2 Mart 2009

Pandora'nın Kutusu


Fragmanlarını izledikçe, ödülleri duydukça ağzımın suyunu akıtan bir film, Yeşim Ustaoğlu'nun Pandora'nın Kutusu. Aynı dönemde vizyona giren Tomris Giritlioğlu'nun Güz Sancısı* ve diğer filmlere değil de, özellikle bu filme gitmeyi çok ama çok istedim. Herhangi bir şeyi 'çok ama çok' isteyen bir bünyeye sahip olmadığımdan, bu durumla karşılaşınca mutlaka tadını çıkarmaya, değerlendirmeye çalışıyorum. Bu nedenle, filmin sinemalarda gösterileceği tarih olan 23 Ocak 2009'u takvimime kaydettim ve beklemeye koyuldum.

23 Ocak geldi. 23 Ocak geçti. Şubat geldi, ilk hafta geçti, ikinci hafta geçti... Pandora'nın Kutusu bir türlü Ankara'da gösterime girmedi!! Kimse neden olduğunu bilmiyor. Duyduğum tek açıklama, bütçe kısıtından dolayı az kopyayla, çok az salonda gösterime girmiş olduğu idi. İyi de, yaşadığım yer Ankara yahu! Filmin iki kopyası varsa birinin başkente gönderilmesi lazım değil mi? Ben açıklama ararken, İstanbul'da, Anadolu yakasında bile gösterilmediğini duydum. Sen git San Sebastian Uluslararası Film Festivali'nden iki tane ödülü kap gel, daha da ödül kapacak potansiyele sahip olduğunu bağır, ama kendi ülkende bile gösterime girme. İnanılır gibi değil.

Bu konuda hiçbir açıklama bulamamış olmam da çıldırttı beni açıkçası. Şimdi, sanata olan ilgisizliğimizden /saygısızlığımızdan filan dem vuran bir yazı yazabilirim. Ama benim haykırmak istediğim mesela başka:

-Hay anasını satayım ya! İyi ki bir filme gitmeyi 'çok ama çok' istedim! Bu ne bahtsızlıktır sayın seyirciler?

"İnat ettim, gideceğim. O filmi izleyenler hanesine +1 yazdıracağım. Ben bu konudaki hissiyatıma çok güveniyorum, bu filmin beklediğimden de iyi çıkacağına eminim" diye düşünmemin üzerinden on beş gün geçmiş, inadımı çoktan unutmuşken, dün gazetenin bir köşesinde Pandora'nın Kutusu ilanı gördüm. Hayret ki, filmin Ankara'da gösterimde olduğu sinemalar vardı! Dört veya beş adet. İkisinde sadece bir seans, 16.30'da. Diğerlerinde dört-beş seans var. Megapol'de 21.30 seansına gideceğim bugün. Salona tek başıma girsem de o filmi oynatacağım arkadaş, kendim için tüm salonu kapattırırım olmazsa!
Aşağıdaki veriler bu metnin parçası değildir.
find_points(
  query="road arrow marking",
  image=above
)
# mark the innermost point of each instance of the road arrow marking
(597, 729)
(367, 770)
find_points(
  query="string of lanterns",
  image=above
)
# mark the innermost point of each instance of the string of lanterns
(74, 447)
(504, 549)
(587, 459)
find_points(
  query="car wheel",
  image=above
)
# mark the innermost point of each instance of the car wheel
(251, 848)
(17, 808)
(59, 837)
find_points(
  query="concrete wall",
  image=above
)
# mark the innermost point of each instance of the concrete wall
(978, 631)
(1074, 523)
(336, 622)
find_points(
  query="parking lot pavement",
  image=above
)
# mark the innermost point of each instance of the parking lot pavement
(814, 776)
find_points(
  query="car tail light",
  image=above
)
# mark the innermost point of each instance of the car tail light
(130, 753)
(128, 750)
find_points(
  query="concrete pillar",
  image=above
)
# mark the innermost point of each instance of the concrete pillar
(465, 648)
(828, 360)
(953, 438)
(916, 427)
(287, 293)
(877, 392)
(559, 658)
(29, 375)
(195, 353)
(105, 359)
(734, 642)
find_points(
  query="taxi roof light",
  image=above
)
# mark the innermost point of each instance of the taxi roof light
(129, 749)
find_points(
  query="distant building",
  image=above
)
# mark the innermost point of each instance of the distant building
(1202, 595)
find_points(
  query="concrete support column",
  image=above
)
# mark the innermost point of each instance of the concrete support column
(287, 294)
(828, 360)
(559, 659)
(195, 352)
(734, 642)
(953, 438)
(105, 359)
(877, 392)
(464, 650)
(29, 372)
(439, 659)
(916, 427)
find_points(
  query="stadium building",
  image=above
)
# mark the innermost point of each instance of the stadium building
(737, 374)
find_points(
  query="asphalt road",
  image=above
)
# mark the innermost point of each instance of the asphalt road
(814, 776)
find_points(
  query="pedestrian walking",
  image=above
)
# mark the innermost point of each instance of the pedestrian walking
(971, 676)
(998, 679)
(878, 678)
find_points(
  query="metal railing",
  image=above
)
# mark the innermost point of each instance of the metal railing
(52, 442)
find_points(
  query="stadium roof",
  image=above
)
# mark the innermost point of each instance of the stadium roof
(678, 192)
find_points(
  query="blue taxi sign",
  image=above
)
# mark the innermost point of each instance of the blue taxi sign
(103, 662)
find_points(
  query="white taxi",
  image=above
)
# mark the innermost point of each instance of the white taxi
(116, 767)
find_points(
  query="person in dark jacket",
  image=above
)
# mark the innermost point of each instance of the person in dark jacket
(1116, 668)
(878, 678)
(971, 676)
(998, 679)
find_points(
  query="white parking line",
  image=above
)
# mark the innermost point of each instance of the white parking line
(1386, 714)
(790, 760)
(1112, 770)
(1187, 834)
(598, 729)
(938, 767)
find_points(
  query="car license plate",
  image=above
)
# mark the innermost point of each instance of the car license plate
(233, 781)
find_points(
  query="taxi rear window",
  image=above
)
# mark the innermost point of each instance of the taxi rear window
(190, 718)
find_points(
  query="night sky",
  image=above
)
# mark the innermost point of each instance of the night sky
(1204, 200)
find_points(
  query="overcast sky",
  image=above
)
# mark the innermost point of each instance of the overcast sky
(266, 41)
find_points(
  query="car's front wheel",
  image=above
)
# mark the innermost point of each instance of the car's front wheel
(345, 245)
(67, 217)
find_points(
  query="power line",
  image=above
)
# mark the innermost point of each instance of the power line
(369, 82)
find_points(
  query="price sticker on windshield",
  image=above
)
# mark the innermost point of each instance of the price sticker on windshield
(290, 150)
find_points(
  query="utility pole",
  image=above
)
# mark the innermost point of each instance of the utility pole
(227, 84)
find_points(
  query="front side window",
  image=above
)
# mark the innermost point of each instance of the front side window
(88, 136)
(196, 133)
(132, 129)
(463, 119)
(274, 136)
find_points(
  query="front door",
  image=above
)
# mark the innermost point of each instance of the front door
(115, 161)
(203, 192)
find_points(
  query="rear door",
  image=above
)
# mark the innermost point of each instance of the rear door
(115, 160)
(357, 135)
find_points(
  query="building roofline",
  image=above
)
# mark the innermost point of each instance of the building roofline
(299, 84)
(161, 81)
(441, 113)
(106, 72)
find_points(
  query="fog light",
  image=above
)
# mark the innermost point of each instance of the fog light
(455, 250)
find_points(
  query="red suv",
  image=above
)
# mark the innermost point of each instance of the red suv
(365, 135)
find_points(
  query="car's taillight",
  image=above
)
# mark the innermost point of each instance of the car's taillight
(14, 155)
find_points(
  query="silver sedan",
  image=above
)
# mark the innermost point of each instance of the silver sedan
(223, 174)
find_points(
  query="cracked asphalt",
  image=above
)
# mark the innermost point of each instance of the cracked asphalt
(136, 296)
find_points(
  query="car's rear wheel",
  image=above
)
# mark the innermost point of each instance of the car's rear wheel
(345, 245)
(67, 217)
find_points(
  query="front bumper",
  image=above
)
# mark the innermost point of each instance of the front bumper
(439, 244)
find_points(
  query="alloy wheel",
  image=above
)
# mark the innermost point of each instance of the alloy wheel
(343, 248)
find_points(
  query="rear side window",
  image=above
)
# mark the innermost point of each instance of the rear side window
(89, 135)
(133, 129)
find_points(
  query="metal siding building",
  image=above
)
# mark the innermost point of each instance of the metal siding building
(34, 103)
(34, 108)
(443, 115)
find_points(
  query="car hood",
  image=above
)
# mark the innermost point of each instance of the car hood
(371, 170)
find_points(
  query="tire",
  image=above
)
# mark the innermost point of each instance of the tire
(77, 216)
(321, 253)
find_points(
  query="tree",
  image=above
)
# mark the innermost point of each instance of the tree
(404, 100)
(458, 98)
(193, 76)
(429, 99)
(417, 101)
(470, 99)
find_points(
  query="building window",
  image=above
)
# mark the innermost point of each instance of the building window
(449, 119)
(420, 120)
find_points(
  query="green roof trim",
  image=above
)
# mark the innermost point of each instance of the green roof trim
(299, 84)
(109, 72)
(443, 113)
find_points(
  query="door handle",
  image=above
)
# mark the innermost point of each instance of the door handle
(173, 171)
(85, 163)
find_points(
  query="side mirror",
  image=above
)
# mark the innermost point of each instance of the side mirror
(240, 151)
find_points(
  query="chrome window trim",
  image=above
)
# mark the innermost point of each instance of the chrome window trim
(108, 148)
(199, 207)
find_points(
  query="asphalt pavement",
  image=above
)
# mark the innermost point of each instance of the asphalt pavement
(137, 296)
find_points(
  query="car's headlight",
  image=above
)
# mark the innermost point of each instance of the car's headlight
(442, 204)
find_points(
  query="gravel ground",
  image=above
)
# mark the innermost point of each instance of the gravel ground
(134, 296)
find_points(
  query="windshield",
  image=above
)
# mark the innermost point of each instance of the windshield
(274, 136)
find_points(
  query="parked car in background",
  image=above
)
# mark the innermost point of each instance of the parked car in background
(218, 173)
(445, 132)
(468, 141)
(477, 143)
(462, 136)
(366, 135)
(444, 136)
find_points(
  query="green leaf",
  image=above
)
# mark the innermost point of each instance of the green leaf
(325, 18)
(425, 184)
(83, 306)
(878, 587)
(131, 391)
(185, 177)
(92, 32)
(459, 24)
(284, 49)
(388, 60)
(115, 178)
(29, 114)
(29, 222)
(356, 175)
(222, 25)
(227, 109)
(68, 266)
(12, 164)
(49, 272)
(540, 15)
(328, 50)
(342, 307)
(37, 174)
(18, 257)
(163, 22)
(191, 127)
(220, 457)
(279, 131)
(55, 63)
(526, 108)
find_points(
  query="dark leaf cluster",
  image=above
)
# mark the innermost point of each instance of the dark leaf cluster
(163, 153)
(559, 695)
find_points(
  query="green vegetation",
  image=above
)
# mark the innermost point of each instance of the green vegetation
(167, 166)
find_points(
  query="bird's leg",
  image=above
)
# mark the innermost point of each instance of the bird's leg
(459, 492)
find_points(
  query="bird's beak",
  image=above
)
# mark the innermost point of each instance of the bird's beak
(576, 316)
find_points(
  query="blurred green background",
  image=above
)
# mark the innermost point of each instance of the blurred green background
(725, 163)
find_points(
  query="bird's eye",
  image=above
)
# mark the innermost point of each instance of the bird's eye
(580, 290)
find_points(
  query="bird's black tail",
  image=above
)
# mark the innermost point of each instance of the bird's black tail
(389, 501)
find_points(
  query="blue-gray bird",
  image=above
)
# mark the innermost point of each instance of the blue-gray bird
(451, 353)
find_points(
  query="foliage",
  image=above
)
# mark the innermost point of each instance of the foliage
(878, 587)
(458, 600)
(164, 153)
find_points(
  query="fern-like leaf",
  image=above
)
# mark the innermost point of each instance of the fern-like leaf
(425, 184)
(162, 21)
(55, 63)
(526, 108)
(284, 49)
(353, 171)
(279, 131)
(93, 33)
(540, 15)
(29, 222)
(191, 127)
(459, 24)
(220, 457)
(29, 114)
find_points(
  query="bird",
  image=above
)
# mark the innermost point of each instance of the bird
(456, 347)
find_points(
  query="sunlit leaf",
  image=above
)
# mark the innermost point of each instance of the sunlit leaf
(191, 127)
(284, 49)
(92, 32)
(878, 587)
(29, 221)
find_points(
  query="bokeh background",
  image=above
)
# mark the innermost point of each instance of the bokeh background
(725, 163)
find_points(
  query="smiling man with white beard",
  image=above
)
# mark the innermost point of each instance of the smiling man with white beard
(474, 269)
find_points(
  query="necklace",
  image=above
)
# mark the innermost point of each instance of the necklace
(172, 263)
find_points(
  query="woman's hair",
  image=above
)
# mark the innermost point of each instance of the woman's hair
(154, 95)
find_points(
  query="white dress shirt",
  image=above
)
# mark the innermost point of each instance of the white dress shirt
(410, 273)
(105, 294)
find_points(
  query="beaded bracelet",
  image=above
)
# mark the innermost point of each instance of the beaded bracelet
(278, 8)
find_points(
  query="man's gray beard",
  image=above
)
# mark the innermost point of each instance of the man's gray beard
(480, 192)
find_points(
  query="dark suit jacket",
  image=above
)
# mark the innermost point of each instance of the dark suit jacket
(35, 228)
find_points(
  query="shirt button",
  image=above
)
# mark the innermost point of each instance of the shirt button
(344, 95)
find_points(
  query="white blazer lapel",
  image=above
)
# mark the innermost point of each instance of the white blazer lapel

Yarın, bu yazının yorum kısmında, "film o kadar güzeldi ki, salonun rahatsızlığını bile unuttum" tarzı bir şeyler yazacağım. Israrla bekleyiniz. Ama belki sadece İstanbul'un Avrupa yakasındakiler okuyabilir, hiç garanti veremeyeceğim.


*Güz Sancısı filminin fragmanı bende, fazlaca bir göz boyaması olduğu izlenimini uyandırmıştı. 6-7 Eylül gibi üzerinde bir sürü makale okuduğum bir konuda beklentilerimi karşılamayacak gibi geldi. "Filmi sanat yönetmeni yönetmiş gibi geliyor" diye yorum yaptığım bir arkadaşım da bunu onaylayınca gitmekten vazgeçtim.